Era un horrible color óxido, apagado y sin gracia. Sin duda, prefería el azul de
la Tierra o el verde brillante de su Amazonía.
Al aterrizar
ya era de noche y Ruperto no sentía calor. Hacía tanto frío que le
dolían los dedos de las patas y el pico amarillo se la puso morado. A
pesar de no tener ningún ruido alrededor no pudo dormir ¡Se estaba congelando! Ese
día, por primera vez, añoró el calor de su selva tropical.
A la mañana
siguiente, cuando salió un diminuto sol en el horizonte, observó que a su
alrededor no había nada, nada de nada. ¡Marte era un enorme desierto! Miró
por todos lados y no encontró árboles para trepar o tomar alimentos, comprendió
que si se quedaba moriría de hambre.
Buscó
desesperado otros habitantes para conversar y no halló a nadie: ni iguanas, ni
micos, ni ranas, ni siquiera un mosquito. Ruperto estaba completamente solo en ese
planeta.
En algo los
expertos tenían razón: en Marte no llovía. ¡Ya no se le mojaban las hermosas
plumas!... En cambio, un molesto polvo amarillento volaba todo el tiempo por el
aire. Aquella arena diminuta, se le metía por todos lados: en los ojos, las
orejas, en el pico y en las plumas.
Polvoroso,
deseaba darse un buen baño hasta recuperar su encanto. Al intentar volar flotaba
como un globo, le costó mucho trabajo aprender a controlar sus alas. Tras varios intentos,
logró recorrer algunos kilómetros y no encontró una gota de agua… ¡En Marte no
habían ríos, lagunas, ni mares!
Al ver aquel
desierto desolado: ¡Ruperto chilló desconsolado! ¡Marte no era como él soñaba! Cuando
secó sus lágrimas, que con el polvo corrían como lodo, recordó un paisaje muy
parecido y sintió un enorme escalofrío por todo su cuerpo: ¡Ya había visto ese paisaje!... Así
quedaba su selva cada vez que el hombre terminaba de explotar la montaña, talar
los árboles y secar los ríos.
Cansado, triste y asustado por el destino de su
selva, Ruperto subió a su Cohete y voló de regreso a casa. El viaje fue más
corto de lo que pensaba, ya conocía de memoria el camino de las estrellas.

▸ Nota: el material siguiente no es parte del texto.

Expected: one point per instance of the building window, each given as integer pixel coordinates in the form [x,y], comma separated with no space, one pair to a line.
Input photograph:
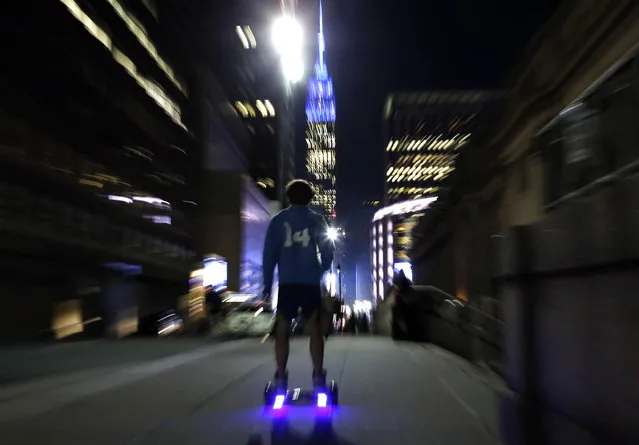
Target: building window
[152,89]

Tan pronto aterrizó, tomó un buen baño en el río,
hasta que volvió a ver el lindo verde de sus alas. Luego, con un hambre de
elefante, hizo una buena comilona de hojas, semillas y frutas. Con la barriga
llena estaba feliz y quería ir a dormir. Pero antes, no se aguantó las ganas de
contarles a sus vecinos como era Marte. Impactado por lo visto en
aquel planeta a todos les decía: ¡Debes cuidar la Amazonía!
Tras su
llegada, Ruperto se siente feliz cuando la lluvia moja sus alas, sigue con su
mal genio peleando por el ruido que hacen sus vecinos, pero ahora está
convencido que la Tierra es el mejor planeta para vivir.
Aunque dicen
que: “loro viejo no aprende a hablar”, Ruperto está aprendiendo el lenguaje de
los humanos. Quiere algún día, él mismo contarles sobre su viaje a Marte. Desde
lejos se le escucha repetir, una y otra vez, palabras en español y portugués: “muchas gracias”,”muito obrigado”.